Oosthoek Encyclopedie

Oosthoek's Uitgevers Mij. N.V (1916-1925)

Gepubliceerd op 24-06-2020

olijf

betekenis & definitie

v./m., 1. vrucht of bes van de olijfboom, gebruikt als voedsel en voor de winning van olijfolie (e);

2. de olijfboom (Olea europaea) een boom uit de familie Oleaceae (e);
3. deel van de hersenen nabij de gehoorzenuw.

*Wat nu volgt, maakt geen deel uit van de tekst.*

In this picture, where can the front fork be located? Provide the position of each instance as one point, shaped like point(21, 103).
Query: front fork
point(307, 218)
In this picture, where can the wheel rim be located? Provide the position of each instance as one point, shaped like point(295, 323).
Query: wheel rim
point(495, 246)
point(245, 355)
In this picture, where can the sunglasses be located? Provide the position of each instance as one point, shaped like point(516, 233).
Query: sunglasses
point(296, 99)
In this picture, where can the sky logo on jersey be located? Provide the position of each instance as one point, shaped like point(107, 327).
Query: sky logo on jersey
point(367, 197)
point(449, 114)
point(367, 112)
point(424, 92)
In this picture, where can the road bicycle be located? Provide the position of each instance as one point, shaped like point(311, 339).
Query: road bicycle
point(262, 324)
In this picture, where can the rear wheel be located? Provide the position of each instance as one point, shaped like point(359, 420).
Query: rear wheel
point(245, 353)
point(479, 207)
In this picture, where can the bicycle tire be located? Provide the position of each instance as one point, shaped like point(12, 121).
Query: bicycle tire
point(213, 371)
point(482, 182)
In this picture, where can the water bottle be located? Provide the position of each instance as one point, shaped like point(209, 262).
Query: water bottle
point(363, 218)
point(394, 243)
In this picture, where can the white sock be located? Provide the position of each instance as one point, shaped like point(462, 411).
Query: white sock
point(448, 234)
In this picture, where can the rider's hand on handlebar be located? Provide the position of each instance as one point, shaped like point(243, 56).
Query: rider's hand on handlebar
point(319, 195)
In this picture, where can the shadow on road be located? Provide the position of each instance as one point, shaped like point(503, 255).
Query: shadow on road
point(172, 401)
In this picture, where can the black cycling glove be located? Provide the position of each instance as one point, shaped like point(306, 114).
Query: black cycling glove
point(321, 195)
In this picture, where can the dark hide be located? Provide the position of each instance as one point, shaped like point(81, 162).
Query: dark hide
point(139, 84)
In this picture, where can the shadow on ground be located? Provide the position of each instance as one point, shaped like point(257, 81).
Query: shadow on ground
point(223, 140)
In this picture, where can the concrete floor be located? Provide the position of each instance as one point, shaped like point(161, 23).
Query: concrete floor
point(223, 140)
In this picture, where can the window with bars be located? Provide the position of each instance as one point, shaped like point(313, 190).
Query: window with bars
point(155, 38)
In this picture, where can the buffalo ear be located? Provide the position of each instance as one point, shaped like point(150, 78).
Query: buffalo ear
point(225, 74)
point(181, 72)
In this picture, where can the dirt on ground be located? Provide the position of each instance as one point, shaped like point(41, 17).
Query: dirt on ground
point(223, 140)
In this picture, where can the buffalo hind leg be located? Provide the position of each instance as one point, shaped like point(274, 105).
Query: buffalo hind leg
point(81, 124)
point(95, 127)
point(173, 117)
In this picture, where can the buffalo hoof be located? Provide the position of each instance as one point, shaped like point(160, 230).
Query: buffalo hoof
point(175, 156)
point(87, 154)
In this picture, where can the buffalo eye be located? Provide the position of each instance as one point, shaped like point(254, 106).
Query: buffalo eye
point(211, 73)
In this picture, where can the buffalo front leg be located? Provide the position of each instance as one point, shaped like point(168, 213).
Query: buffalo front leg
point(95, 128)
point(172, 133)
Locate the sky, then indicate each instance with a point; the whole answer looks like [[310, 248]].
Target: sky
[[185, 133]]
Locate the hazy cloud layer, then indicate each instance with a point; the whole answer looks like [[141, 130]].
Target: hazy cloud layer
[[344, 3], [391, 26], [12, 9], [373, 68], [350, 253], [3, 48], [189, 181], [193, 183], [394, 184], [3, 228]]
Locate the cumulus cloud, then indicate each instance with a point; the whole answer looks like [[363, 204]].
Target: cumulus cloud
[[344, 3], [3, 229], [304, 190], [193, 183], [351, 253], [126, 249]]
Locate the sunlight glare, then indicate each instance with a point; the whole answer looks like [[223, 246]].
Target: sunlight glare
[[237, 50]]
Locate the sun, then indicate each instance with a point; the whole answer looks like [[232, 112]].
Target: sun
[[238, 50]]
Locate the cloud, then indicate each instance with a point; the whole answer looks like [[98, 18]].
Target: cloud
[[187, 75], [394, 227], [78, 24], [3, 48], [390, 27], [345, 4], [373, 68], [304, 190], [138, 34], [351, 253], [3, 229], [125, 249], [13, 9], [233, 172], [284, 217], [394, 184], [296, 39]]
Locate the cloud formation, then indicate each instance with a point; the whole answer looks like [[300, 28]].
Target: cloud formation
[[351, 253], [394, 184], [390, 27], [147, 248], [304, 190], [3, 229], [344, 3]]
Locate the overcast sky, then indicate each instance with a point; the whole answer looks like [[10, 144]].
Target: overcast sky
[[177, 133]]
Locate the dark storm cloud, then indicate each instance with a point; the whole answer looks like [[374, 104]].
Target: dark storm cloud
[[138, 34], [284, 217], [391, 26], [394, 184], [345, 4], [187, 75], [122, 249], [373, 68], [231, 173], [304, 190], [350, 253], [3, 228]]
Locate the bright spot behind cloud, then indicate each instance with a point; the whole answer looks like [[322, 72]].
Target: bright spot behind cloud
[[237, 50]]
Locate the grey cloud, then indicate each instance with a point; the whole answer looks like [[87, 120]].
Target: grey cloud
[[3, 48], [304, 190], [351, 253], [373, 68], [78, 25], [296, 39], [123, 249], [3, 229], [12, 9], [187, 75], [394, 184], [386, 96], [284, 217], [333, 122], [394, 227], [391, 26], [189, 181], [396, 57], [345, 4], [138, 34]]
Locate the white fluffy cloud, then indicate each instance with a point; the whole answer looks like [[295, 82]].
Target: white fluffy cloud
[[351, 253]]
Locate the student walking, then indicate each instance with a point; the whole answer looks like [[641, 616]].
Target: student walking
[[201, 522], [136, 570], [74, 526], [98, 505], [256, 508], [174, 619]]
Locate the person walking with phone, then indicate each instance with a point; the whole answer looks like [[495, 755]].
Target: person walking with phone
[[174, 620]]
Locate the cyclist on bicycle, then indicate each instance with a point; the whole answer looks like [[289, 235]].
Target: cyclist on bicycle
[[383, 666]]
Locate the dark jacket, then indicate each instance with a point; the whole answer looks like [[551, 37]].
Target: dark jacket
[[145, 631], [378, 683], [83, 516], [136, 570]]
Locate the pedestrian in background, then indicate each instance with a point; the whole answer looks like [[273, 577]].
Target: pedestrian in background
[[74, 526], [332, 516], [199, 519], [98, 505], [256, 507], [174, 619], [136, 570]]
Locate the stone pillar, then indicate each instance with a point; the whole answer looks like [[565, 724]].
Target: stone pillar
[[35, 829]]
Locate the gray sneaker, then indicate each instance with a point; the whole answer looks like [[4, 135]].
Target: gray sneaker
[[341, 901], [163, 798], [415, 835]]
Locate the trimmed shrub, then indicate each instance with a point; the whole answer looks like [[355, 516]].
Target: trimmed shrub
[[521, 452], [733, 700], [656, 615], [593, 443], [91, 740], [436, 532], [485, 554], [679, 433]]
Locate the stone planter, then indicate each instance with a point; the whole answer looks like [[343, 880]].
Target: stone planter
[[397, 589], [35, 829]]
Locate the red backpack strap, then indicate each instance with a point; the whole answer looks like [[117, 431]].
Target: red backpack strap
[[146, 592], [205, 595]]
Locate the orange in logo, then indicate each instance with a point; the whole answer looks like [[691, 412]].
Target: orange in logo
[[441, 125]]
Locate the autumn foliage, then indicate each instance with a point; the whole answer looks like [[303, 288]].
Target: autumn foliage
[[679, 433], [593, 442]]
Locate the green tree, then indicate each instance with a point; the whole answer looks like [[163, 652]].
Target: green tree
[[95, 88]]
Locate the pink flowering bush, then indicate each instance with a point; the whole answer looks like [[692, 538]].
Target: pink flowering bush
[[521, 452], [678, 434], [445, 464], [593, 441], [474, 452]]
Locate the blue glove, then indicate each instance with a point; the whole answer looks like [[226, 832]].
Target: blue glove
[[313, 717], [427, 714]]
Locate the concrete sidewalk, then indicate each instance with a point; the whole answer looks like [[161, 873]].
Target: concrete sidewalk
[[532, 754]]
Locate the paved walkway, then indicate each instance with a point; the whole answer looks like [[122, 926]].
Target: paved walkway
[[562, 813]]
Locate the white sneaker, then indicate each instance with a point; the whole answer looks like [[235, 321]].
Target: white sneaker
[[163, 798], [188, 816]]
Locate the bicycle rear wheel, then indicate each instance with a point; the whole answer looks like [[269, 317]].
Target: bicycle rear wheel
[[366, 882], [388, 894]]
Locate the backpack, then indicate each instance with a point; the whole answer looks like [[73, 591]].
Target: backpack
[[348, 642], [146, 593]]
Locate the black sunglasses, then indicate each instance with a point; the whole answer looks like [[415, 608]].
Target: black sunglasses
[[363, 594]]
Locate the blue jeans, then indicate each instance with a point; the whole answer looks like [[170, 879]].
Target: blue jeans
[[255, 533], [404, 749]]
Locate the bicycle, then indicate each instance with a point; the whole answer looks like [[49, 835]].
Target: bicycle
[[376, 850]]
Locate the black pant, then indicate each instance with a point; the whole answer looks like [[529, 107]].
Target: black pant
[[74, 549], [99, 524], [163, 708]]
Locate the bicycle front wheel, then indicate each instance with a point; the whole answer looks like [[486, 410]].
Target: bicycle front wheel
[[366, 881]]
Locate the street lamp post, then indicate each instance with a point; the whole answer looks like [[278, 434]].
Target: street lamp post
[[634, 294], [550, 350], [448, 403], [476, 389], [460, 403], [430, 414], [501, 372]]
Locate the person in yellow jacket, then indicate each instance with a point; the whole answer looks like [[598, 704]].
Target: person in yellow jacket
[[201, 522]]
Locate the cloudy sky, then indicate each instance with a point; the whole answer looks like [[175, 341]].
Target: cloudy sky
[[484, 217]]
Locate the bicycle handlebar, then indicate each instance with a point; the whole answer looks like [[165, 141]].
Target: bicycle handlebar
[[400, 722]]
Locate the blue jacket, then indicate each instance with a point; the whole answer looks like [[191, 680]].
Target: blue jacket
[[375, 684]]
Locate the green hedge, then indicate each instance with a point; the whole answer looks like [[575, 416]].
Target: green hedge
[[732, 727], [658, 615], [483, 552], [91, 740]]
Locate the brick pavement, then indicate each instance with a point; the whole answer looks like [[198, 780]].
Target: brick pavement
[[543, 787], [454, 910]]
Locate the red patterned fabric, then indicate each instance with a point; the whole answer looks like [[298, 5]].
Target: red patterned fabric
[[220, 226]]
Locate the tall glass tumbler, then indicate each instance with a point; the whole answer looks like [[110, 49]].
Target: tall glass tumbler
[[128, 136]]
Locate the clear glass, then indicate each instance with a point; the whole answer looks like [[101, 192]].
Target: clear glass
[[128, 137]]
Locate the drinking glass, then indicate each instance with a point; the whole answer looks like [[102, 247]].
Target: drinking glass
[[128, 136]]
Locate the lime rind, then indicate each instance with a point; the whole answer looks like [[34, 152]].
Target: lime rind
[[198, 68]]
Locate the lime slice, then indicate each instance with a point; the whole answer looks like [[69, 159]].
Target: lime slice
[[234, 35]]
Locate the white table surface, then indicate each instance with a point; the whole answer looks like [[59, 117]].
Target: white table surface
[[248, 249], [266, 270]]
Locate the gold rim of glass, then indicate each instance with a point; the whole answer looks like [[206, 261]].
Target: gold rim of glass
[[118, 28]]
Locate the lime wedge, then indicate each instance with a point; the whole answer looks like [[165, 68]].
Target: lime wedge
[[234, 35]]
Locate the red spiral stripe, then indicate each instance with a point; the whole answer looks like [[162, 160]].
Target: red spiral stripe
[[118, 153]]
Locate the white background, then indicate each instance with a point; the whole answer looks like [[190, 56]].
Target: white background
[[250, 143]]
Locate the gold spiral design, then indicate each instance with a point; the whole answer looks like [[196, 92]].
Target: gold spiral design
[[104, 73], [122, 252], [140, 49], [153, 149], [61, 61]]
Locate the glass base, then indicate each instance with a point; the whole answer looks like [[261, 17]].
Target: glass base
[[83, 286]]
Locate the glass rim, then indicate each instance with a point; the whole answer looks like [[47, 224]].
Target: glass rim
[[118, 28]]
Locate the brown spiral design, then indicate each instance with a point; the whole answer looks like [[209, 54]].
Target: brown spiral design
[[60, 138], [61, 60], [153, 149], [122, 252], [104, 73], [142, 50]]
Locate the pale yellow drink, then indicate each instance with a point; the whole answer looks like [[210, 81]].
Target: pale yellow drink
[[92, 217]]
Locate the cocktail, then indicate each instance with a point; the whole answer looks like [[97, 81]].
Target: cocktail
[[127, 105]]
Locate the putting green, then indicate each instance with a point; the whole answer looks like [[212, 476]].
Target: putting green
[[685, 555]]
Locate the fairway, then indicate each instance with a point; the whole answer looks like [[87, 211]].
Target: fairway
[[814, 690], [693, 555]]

(e) De olijfboom is de veredelde vorm van de wilde olijf, die in struikformaties in het Middellandse-Zeegebied en het Nabije Oosten, van de Canarische eilanden tot in de Punjab, algemeen voorkomt. Het is een tot 10 m hoge, veelal struikachtige, altijd groene boom met smalle tegenoverstaande bladeren, okselstandige bloeiwijze van kleine, witte, welriekende bloemen, en langwerpige steenvruchten die bij rijping van groen tot donkerviolet of zwart verkleuren. Het vruchtvlees bevat 50 % van een vette olie, die in de meeste produktielanden de belangrijkste spijsolie vormt. De cultuur is reeds zeer oud en vond haar oorsprong in het oosten van het Middellandse-Zeegebied. In Griekenland zijn pitten en overblijfselen van oliemolens gevonden die van ca. 1500 v.C. dateren. Thans wordt de olijf op grote schaal geteeld in geheel Zuid-Europa, Noord-Afrika en het Nabije Oosten; de teelt is ook overgebracht naar verscheidene landen in Noord-, Middenen Zuid-Amerika en naar Zuid-Australië.

De boom begint tegen het 7e jaar vrucht te dragen, kan zeer oud worden, en heeft weinig verzorging nodig. In 1977 werd 8,149 mln. t olijven geproduceerd, waarvan 6,030 mln. t in Zuid-Europa, 1,088 mln. t in Noord-Afrika en 870000 t in Azië. De belangrijkste producenten waren Italië (2,55 mln. t), Spanje (1,77 mln. t), Griekenland (1,37 mln. t), Tunesië (615000 t) en Turkije (ca. 500000 t ).

Olijven worden geteeld voor de produktie van →olijfolie en voor de consumptie. Men eet ze rauw, maar meestal nadat ze in zout zijn ingelegd.